Saint-Simon a eu le mérite — à une époque où le machinisme et l’industrialisation n’en étaient qu’à leurs débuts — de proclamer la primauté de l’économie sur la politique, des producteurs sur les féodalités renaissantes, sur les chefs de partis ou d’États, sur la caste militaire ; en un mot, de la primauté des abeilles sur les frelons. A la moitié d’une nouvelle classe sociale est liée la formation d’une élite dirigeante qui, dans la pensée de Saint-Simon, ne doit pas être dominante ; la classe industrielle déborde les frontières et constitue une association universelle qui tend à l’organisation sociale de l’espèce humaine.
Produire et organiser l’économie sont les idées maîtresses de Saint-Simon. Si les anarchistes ne peuvent souscrire à l’impératif de la croissance continue, ni accepter une organisation qui maintient le système propriétaire, ils dénoncent le caractère ambigu de la distinction entre direction et domination et ils pensent que la hiérarchie des fonctions, aggravée par la hiérarchie des rémunérations ne fait que perpétuer les inégalités sociales. Non, les anarchistes ne sont pas saint-simoniens.
Où peut-on trouver actuellement sinon des disciples de Saint-Simon, du moins des frères spirituels qui, confrontés avec l’économie moderne, retrouvent et font leur l’essentiel du saint-simonisme ? Sans doute dans ce nouveau socialisme qui a rejeté la doctrine marxiste — officiellement en Allemagne Fédérale et, disons tacitement, en France —. La cogestion qui assure la paix sociale dans l’entreprise entre dirigeants et dirigés, qui garantit la promotion dans l’échelle hiérarchique des producteurs présumés les plus capables, s’accorde avec les vues de Saint-Simon. Et si on lit le fameux « Programme Commun », on constate que le néo- socialisme français maintient les structures fondamentales de la société capitaliste et les hiérarchies traditionnelles. Il semble que le socialisme se réduise à une organisation planifiée de la production, à une croissance économique assurant le plein emploi et à une cogestion strictement hiérarchisée qui n’est que la caricature de cette véritable autogestion que certains socialistes — sincères, enthousiastes et ... candides — appellent de leurs vœux.

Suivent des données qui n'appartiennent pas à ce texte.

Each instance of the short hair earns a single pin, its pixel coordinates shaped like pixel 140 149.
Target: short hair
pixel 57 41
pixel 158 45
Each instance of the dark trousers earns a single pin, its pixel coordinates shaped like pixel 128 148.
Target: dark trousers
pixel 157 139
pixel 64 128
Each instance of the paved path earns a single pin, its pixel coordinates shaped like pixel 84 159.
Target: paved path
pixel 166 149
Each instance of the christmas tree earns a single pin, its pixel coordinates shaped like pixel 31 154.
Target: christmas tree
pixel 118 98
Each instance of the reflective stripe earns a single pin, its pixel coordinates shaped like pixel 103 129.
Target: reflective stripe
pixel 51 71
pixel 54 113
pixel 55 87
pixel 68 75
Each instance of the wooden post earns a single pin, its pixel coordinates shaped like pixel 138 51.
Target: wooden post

Saint-simonisme de gauche, mais aussi saint-simonisme de droite : ainsi réapparaît cette ambiguïté qui caractérise l’école saint-simonienne. Les brillants sujets de l’Ecole Nationale d’Administration — qui fournit à la droite comme à la gauche ses maîtres à penser —, tous ceux qui prônent la croissance continue modérée, la nouvelle société, la concentration, la réforme de l’entreprise, tous réinventent le saint-simonisme.
Tous veulent le changement : les uns le souhaitent sans risque en accordant aux dominés un droit de contrôle qui n’inquiète par les dominants ; les autres le veulent démocratique et, sous le nom de nationalisations, rêvent de l’instauration d’un capitalisme d’État, centralisateur et bureaucratique, avec au sommet une équipe dirigeante d’Administrateurs, de Capacités pour parler comme Saint-Simon.
Ces deux formes de changement présentent le même risque : celui de ne rien changer, car le maintien des structures essentielles de la société et de l’économie perpétue les mêmes hiérarchies et les mêmes inégalités. Les anarchistes rejettent ces résurrections du saint-simonisme : entre Proudhon et Saint-Simon, ils choisissent Proudhon.